14 September 2013 - personally grateful
“No one has gone up to heaven
This is a fairly significant statement. Heaven is sealed. The human race cannot enter while this is true. What alternatives do we have? None that we want to consider. At this point we are probably thinking about how most people aren't so bad and how we really deserve heaven. Isn't it fair? We didn't choose to come into this broken world ourselves. Shouldn't someone compensate us for all of our suffering? We already begin to devalue God's gifts with this attitude. Rather than being grateful for life and being we become resentful and demanding.
We're like the people of God in the dessert who complain, "We are disgusted with this wretched food!" We find ourselves on pilgrimage through the dessert of life and rather than trust in God to lead us to the promised land we find ourselves criticizing his provisions. We think that we're entitled, not only to the promised land, but to a nice limousine to drive us there, preferably with cable and champagne.
If we can't even recognize God's providential care in our lives he sometimes takes steps to open our eyes. He must reveal the illusion of our apparent self-sufficiency.
In punishment the LORD sent among the people saraph serpents,
which bit the people so that many of them died.
The people now see that without God's care they will never make it to the promised land. They will die on the way. Without God's providence even to exist for another moment is impossible. Fortunately, he is rich in mercy and heals all who acknowledge their sin and turn to him.
Moses accordingly made a bronze serpent and mounted it on a pole,
and whenever anyone who had been bitten by a serpent
looked at the bronze serpent, he lived.
And, although we really do our best to merit condemnation
God so loved the world that he gave his only Son,
so that everyone who believes in him might not perish
but might have eternal life.
But to give us life he takes a step that reveals the magnitude of the depravity that all of us not-so-bad people share.

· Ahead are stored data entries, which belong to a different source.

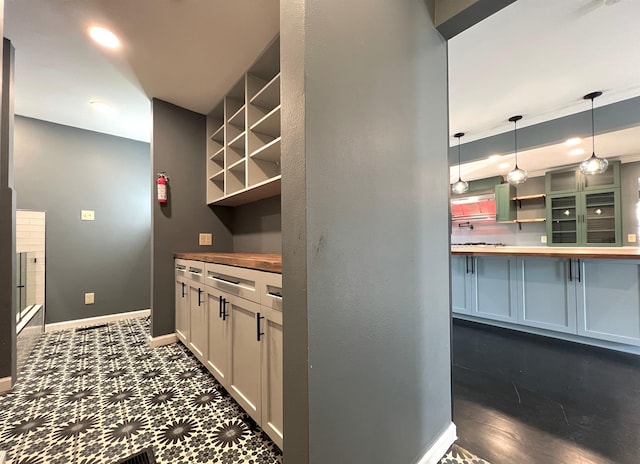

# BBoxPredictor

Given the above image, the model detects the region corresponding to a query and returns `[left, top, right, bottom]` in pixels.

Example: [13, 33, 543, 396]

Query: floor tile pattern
[0, 317, 282, 464]
[0, 316, 488, 464]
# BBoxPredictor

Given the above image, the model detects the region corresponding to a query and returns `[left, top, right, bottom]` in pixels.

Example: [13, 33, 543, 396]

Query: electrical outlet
[199, 233, 213, 246]
[84, 292, 95, 305]
[541, 235, 547, 243]
[81, 210, 95, 221]
[628, 234, 637, 243]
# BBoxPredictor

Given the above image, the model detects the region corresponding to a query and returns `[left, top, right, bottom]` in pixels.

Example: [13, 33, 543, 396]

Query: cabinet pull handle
[218, 295, 223, 318]
[197, 288, 203, 306]
[189, 270, 203, 276]
[175, 265, 186, 271]
[471, 257, 475, 274]
[222, 298, 228, 321]
[577, 259, 582, 283]
[568, 259, 573, 282]
[210, 275, 241, 286]
[465, 256, 469, 274]
[181, 282, 186, 297]
[256, 313, 265, 341]
[268, 291, 283, 299]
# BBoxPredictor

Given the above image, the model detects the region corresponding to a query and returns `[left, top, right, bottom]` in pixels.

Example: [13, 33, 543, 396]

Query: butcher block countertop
[174, 252, 282, 273]
[451, 245, 640, 260]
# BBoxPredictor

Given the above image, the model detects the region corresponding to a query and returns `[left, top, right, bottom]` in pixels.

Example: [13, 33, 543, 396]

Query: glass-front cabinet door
[582, 161, 620, 191]
[582, 189, 621, 246]
[546, 168, 578, 195]
[548, 195, 579, 245]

And just as Moses lifted up the serpent in the desert,
so must the Son of Man be lifted up,
so that everyone who believes in him may have eternal life.”
This is what sin does. This is what our sin does. We must look upon him whom we have pierced (cf. Joh 19.37). We must be personally grateful for the mercy whereby
he emptied himself,
taking the form of a slave,
coming in human likeness;
and found human in appearance,
he humbled himself,
becoming obedient to death,
even death on a cross.
We must not "forget the works of the Lord!" We must remember that he is our rock and redeemer. He wants to give us life! But to receive it we have to come to grips with the reality of our situation and turn to him with deeper and deeper trust in his mercy and providence.